A 33-year-old woman also received the drug orally, according to state documents. It’s unclear what happened in her case.

“Based on the investigative findings, an imminent threat to the health and safety of patients was identified,” according to a summary of findings by DHHS.

According to a nurse interviewed by state investigators, the medication was drawn up in a syringe and then put into a cup for patients to drink.

The center’s website made no mention of its closing. The clinic is part of a chain of clinics in the Carolinas, Georgia, Virginia and Tennessee, but it’s unclear whether facilities in other states were affected.

DHHS officials declined to give the Observer a copy of the 88-page report following the state’s 2007 investigation of the clinic, saying they would first need time to redact the material.

But a DHHS letter, dated Feb. 14, 2007, lists numerous safety issues at the clinic, including that employees had inappropriately administered another drug, Rhogam, performed a surgical abortion without a registered nurse on the premises, failed to adequately monitor patients after abortions and failed to appropriately clean and sterilize instruments after surgery.

In one case, the letter shows, a clinic employee gave medicine to a patient that forced the doctor to perform an abortion – even though the employee was not licensed to administer medicine and the patient was considered to not be an “appropriate candidate for the procedure.”

As a result, the patient had to be transferred to a local hospital for further treatment.

The clinic was also cited by DHHS in December for allowing three workers to perform ultrasounds without proper training, storing nitrous oxide in unsecured cabinets and keeping expired medications in an emergency kit.

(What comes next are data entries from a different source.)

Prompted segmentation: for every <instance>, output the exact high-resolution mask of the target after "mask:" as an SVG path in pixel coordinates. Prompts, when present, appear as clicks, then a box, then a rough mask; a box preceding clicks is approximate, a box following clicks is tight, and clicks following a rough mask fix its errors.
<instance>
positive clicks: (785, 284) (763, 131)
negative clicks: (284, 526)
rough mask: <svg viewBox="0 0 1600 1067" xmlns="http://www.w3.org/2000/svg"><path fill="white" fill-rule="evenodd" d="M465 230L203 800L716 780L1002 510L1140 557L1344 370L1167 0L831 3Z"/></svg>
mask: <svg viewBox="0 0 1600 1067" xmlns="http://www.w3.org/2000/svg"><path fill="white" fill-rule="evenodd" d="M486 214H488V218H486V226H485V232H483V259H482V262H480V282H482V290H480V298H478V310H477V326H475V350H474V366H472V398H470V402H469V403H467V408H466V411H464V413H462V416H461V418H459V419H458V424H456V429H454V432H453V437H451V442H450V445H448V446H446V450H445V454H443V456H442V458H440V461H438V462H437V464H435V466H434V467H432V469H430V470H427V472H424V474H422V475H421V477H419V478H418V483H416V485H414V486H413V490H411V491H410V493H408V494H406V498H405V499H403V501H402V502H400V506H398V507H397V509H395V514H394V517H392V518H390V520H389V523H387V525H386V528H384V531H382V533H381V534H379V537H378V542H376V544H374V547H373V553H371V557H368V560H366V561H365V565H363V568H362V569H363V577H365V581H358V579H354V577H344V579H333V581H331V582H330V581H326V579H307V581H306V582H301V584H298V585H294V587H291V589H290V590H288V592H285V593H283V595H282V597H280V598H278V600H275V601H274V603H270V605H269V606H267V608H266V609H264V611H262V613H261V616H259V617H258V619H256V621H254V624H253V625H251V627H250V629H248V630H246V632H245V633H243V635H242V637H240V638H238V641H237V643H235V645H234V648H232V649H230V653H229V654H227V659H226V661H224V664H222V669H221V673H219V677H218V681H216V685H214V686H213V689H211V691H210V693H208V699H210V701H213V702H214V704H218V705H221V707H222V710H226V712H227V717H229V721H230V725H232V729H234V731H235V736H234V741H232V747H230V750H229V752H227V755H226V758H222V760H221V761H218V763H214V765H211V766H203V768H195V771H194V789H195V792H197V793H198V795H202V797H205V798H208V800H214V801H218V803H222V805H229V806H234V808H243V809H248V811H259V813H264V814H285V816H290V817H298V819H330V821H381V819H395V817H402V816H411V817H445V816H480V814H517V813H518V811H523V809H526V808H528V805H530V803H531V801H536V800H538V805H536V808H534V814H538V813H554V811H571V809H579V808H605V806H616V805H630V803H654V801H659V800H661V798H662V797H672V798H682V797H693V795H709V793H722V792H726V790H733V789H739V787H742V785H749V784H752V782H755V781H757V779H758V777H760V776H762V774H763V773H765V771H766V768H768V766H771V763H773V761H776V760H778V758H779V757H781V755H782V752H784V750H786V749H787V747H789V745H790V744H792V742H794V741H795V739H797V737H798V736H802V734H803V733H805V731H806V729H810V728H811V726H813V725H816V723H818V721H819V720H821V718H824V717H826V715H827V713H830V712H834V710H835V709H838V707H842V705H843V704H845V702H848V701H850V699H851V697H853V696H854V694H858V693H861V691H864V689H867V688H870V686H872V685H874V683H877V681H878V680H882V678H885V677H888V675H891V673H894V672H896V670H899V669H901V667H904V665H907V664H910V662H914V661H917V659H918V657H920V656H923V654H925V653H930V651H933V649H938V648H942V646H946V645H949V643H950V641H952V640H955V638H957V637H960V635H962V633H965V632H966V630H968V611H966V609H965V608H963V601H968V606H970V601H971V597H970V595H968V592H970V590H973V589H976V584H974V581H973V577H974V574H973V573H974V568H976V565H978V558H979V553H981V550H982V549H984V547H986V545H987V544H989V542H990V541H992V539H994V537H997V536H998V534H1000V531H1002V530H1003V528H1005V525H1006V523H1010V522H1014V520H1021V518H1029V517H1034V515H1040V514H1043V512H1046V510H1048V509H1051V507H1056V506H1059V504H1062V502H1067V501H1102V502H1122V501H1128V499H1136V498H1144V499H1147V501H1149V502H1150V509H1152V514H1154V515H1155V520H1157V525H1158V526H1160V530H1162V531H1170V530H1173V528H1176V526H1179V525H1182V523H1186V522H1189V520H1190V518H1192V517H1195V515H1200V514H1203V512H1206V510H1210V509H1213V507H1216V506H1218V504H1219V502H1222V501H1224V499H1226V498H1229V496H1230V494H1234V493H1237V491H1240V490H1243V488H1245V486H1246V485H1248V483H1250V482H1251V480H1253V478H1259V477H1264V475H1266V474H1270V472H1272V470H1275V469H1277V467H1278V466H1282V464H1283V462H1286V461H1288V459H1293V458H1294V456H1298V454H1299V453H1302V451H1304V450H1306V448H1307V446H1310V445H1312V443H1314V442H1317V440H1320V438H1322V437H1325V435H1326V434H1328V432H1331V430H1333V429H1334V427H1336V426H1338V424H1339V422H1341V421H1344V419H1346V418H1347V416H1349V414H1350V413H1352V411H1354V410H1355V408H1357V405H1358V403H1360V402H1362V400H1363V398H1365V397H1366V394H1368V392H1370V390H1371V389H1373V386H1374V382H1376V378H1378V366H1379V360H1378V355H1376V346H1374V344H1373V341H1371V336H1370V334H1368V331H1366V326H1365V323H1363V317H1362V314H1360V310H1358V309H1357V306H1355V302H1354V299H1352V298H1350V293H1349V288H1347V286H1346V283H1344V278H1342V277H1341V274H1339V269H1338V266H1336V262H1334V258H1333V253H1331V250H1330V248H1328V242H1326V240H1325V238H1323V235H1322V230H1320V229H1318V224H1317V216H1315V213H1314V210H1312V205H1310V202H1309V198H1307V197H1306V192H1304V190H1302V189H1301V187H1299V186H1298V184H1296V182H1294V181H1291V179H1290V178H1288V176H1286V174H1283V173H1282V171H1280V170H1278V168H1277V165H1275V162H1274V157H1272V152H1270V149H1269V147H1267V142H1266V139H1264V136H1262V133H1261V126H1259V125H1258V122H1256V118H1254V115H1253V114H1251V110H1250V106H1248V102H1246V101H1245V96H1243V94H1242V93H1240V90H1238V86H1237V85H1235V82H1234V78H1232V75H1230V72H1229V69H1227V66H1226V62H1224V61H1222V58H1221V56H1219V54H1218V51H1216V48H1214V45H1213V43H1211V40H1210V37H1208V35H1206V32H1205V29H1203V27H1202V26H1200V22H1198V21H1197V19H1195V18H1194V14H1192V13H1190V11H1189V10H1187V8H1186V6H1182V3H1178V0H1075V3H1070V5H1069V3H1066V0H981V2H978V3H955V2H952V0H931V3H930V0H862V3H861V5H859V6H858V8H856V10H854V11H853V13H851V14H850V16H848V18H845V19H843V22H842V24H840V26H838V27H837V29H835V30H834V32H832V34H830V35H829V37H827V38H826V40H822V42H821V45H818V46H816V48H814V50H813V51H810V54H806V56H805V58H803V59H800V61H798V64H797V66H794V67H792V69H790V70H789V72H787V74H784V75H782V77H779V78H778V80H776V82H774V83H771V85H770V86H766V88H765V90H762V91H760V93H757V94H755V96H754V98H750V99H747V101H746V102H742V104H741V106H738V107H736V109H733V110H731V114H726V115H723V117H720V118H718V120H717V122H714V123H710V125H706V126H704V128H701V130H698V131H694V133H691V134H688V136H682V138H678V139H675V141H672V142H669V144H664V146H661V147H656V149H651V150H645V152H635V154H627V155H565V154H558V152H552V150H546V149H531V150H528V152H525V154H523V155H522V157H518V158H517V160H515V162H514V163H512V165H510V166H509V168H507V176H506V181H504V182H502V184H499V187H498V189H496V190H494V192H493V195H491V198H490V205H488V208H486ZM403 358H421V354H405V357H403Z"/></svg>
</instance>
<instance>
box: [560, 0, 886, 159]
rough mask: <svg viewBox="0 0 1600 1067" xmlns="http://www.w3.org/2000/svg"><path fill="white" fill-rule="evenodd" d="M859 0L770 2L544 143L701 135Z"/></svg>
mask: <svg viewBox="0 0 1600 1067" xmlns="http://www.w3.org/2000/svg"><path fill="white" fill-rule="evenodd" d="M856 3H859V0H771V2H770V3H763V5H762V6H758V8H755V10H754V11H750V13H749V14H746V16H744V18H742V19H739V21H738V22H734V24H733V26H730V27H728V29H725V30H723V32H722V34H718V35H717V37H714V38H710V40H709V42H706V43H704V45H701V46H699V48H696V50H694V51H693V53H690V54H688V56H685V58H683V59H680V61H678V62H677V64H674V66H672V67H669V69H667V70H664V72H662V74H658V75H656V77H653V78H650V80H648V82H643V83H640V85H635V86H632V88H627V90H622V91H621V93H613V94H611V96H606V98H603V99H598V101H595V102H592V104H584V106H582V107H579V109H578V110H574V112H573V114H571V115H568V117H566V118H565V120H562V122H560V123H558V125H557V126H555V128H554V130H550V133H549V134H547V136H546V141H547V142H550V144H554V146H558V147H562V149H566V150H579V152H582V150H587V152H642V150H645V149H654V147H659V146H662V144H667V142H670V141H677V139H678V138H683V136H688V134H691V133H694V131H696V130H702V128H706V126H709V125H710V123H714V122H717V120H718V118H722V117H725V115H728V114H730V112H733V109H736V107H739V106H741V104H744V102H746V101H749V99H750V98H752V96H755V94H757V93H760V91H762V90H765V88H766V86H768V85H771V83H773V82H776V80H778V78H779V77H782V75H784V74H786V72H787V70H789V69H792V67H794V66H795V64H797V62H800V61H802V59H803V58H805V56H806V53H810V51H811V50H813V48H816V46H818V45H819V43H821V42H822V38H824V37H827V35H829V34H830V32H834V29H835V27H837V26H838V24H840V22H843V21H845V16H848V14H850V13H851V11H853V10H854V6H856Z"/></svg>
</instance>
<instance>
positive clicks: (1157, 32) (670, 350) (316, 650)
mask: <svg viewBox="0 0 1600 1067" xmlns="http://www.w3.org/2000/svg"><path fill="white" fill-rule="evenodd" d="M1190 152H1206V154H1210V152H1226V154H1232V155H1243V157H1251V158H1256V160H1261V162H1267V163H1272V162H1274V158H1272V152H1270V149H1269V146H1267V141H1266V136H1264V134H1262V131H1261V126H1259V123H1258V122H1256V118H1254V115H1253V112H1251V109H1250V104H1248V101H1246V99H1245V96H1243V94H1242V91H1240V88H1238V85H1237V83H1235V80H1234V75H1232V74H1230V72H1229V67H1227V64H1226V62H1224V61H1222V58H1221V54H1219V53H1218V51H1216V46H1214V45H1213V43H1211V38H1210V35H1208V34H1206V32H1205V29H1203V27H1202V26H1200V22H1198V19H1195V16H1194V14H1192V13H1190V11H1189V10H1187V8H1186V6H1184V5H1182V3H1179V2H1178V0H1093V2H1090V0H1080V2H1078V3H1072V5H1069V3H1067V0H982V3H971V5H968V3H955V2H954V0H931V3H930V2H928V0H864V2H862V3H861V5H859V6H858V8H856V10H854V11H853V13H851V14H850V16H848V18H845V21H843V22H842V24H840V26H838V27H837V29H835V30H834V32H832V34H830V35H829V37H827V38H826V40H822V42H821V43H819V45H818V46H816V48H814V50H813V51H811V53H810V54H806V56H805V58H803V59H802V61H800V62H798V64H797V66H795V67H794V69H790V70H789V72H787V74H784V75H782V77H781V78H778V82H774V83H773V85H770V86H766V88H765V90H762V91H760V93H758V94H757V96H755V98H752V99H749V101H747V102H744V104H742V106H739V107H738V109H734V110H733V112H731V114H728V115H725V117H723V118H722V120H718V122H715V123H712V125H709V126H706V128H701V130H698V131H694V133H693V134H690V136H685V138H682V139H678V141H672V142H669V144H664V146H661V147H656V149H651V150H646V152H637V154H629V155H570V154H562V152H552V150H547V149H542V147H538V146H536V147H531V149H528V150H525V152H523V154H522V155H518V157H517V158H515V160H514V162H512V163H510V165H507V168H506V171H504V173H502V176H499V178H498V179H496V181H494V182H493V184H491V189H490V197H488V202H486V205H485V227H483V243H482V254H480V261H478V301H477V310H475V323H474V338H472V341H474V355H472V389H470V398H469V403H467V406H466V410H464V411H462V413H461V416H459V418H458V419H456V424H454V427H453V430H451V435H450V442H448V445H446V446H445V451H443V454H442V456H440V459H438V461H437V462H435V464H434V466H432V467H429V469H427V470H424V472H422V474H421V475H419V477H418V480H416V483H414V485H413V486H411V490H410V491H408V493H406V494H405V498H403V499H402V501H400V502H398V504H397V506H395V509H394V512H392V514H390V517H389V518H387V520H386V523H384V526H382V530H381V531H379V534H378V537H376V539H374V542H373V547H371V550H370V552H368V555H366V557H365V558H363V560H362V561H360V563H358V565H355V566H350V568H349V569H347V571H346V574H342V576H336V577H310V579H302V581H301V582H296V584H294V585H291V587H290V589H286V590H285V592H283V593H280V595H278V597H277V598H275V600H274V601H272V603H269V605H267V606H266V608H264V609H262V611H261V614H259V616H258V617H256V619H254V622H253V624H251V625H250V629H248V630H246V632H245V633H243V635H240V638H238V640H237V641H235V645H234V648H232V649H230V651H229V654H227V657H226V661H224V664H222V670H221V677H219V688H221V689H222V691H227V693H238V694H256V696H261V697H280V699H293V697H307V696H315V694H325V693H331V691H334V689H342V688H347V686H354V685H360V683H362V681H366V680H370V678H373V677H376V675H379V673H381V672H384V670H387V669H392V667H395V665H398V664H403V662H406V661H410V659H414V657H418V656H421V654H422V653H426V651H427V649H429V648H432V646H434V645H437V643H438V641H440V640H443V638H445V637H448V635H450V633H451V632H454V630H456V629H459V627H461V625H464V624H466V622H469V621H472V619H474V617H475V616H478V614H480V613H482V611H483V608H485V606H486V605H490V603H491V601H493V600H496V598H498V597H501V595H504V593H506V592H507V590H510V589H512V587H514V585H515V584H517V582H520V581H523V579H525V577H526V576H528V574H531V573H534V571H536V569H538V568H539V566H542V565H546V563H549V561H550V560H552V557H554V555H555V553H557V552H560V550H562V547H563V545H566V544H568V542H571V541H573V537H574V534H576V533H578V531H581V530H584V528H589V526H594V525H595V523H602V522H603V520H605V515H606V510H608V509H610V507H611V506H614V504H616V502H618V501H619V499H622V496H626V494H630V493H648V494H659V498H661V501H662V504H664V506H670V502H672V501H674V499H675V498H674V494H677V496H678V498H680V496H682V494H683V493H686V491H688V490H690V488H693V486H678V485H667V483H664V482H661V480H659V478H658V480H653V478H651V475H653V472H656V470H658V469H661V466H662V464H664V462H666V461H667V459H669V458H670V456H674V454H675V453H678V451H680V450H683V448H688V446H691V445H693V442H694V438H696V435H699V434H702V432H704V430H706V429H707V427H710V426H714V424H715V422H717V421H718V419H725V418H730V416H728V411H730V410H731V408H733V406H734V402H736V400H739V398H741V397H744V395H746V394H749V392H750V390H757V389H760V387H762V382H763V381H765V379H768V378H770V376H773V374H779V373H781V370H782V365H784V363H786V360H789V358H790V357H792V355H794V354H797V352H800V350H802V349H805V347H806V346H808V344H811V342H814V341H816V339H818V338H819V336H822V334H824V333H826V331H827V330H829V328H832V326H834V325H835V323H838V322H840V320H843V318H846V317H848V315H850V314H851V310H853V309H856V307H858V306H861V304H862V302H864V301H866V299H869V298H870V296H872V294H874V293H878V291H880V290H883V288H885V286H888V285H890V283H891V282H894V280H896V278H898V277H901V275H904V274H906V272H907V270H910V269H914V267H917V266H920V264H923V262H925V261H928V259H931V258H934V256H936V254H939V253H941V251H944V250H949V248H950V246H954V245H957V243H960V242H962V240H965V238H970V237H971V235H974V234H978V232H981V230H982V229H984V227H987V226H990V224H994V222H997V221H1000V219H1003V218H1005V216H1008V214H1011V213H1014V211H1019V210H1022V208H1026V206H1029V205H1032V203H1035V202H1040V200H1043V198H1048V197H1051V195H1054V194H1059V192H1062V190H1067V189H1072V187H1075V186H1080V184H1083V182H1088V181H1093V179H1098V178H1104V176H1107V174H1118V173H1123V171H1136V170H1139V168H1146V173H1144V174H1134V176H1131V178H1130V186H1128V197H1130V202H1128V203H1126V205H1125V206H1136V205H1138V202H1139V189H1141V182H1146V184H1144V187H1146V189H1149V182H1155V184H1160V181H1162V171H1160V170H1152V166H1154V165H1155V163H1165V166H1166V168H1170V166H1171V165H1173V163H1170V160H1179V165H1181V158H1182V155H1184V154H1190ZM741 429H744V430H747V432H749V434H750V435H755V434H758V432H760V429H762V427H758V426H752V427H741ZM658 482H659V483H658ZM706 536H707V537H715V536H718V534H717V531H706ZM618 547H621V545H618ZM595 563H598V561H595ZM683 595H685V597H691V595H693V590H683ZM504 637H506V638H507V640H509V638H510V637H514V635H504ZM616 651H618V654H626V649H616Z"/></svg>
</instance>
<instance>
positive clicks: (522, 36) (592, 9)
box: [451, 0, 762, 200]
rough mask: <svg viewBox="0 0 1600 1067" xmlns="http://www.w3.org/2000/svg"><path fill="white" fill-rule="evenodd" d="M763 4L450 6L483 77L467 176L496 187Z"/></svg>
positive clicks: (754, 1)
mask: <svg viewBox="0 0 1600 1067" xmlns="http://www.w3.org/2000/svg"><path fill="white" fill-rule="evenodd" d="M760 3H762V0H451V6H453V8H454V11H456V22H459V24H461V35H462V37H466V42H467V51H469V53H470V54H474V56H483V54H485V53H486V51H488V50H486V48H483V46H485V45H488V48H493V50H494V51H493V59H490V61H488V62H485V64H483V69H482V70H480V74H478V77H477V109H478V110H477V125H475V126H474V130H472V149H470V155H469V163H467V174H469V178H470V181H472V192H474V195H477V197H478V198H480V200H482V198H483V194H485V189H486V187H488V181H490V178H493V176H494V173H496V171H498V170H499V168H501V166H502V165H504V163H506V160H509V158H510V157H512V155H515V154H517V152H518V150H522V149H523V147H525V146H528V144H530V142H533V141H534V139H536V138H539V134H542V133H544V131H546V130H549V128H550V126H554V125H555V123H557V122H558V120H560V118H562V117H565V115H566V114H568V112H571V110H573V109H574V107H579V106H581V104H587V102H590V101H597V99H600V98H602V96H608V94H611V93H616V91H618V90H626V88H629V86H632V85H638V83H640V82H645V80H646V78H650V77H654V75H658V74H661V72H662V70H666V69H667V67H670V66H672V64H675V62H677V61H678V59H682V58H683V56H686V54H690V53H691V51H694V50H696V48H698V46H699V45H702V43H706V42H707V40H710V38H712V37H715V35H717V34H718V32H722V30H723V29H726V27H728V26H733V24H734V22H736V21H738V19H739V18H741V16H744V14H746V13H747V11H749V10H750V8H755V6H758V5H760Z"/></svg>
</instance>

DHHS could not provide specific details about the improvement plans the clinic provided to get its license back Tuesday and in the 2007 incident.

Clinic inspections

The state also could not provide details about how often it receives such complaints – about the Charlotte clinic specifically and in general as the agency that oversees all such clinics in the state.

Typically, the state inspects abortion clinics every two years.

DHHS doesn’t commonly suspend the licenses of North Carolina abortion clinics, the department official told the Observer. The last time a clinic was suspended was in 2007.

Last year, a doctor who worked for A Preferred Woman’s Clinic made headlines when a conservative anti-abortion group accused him of racism. A video of Dr. Ashutosh “Ron” Virmani, a Charlotte obstetrician-gynecologist, was posted online by Concord-based Operation Save America.

In the video, Virmani, in a confrontation with protesters, challenges them to “adopt one of those ugly black babies” and get them “off the taxpayers’ money.”

It’s not clear whether the video shows the full exchange between Virmani and the protesters.

The clinic’s recent suspension comes in the same week an abortion doctor in Philadelphia was found guilty of three counts of first-degree murder after babies were allegedly born alive during abortion procedures. Kermit Gosnell, 72, was sentenced to life in prison without parole.

Back in Charlotte, the Catholic Diocese of Charlotte spoke out against the practices of A Preferred Woman’s Clinic as state officials were in the process of lifting its suspension.

“It’s just shocking,” diocese spokesman David Hains said. “I think people who are pro-choice can agree with people who are pro-life like me that what’s going on over there certainly is not safe.”